Lab 1

From 2022 OSU CSE5449 Lab 1

Unlimited Attempts Allowed
The lab has the following tasks.

Login to Owens (OSC) cluster with your accounts and learn how to allocate nodes. You can allocate nodes with CPU only as well as nodes with GPUs.

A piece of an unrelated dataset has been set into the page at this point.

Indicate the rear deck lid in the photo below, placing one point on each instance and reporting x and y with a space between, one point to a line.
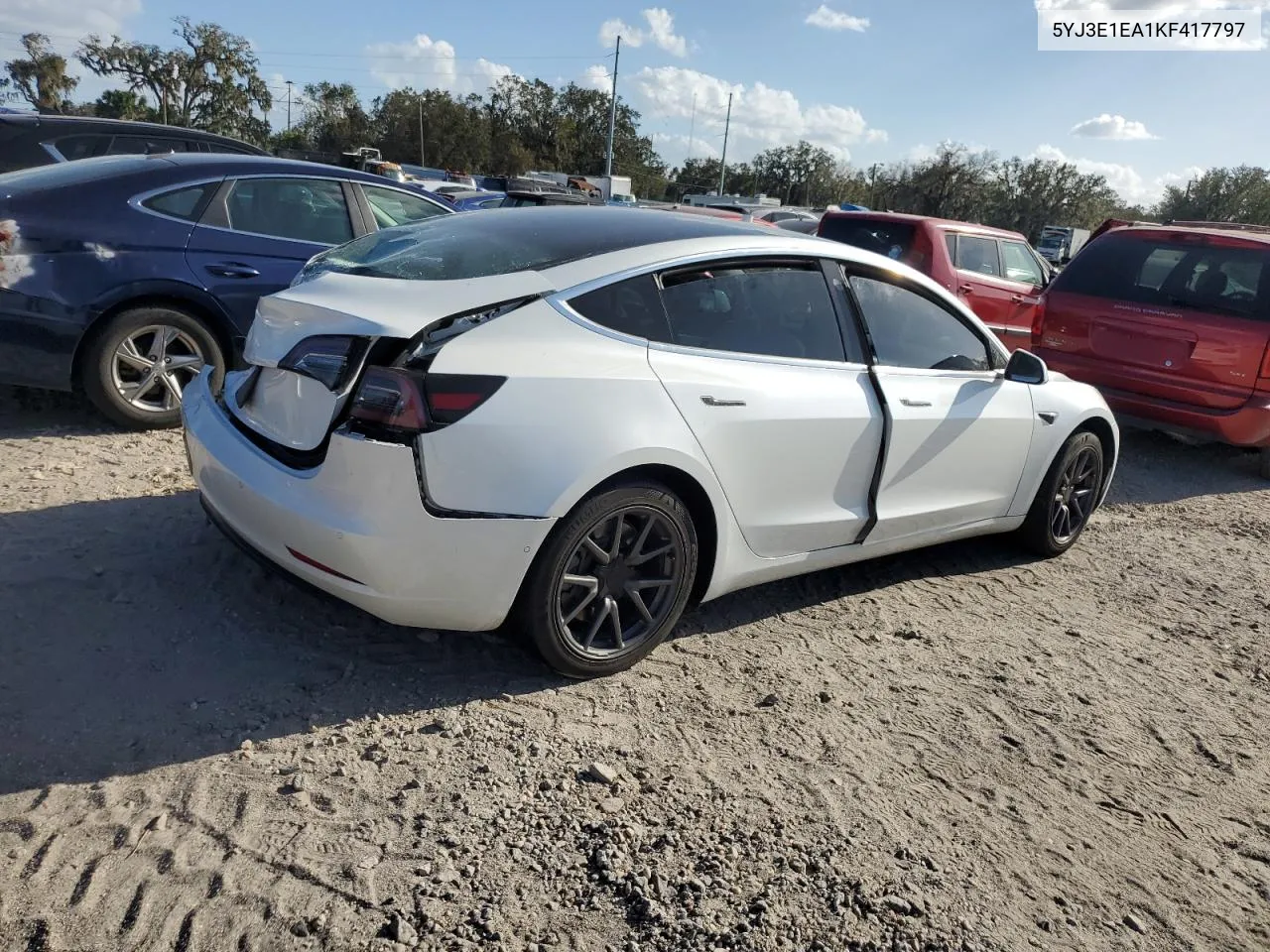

ssh USERNAME@ owens.osc.edu

To allocate a node with GPU, use:

salloc --nodes=1 --ntasks-per-node=28 --gpus-per-node=1 -A PAS2312 --time 1:0:0

To allocate a CPU-only node, use:

salloc --nodes=1 --ntasks-per-node=28 -A PAS2312 --time 1:0:0

Please note that you need to add '-A PAS2312’ at the end to be able to use the allocated resources.
Please use Owens for this lab

Installing Miniconda and OMB

ssh into compute node after allocating a node to install miniconda and OMB

Node name: To get the names of allocated nodes use the following command:

squeue -u $(whoami)

And ssh into it

ssh o0xx

Create directories

mkdir owens
cd owens
mkdir lab1
cd lab1

Load CUDA and GCC (Run this command after every new allocation)

module load gcc-compatibility/10.3.0 cuda/11.6.1

Load MVAPICH2 (Run this command after every new allocation)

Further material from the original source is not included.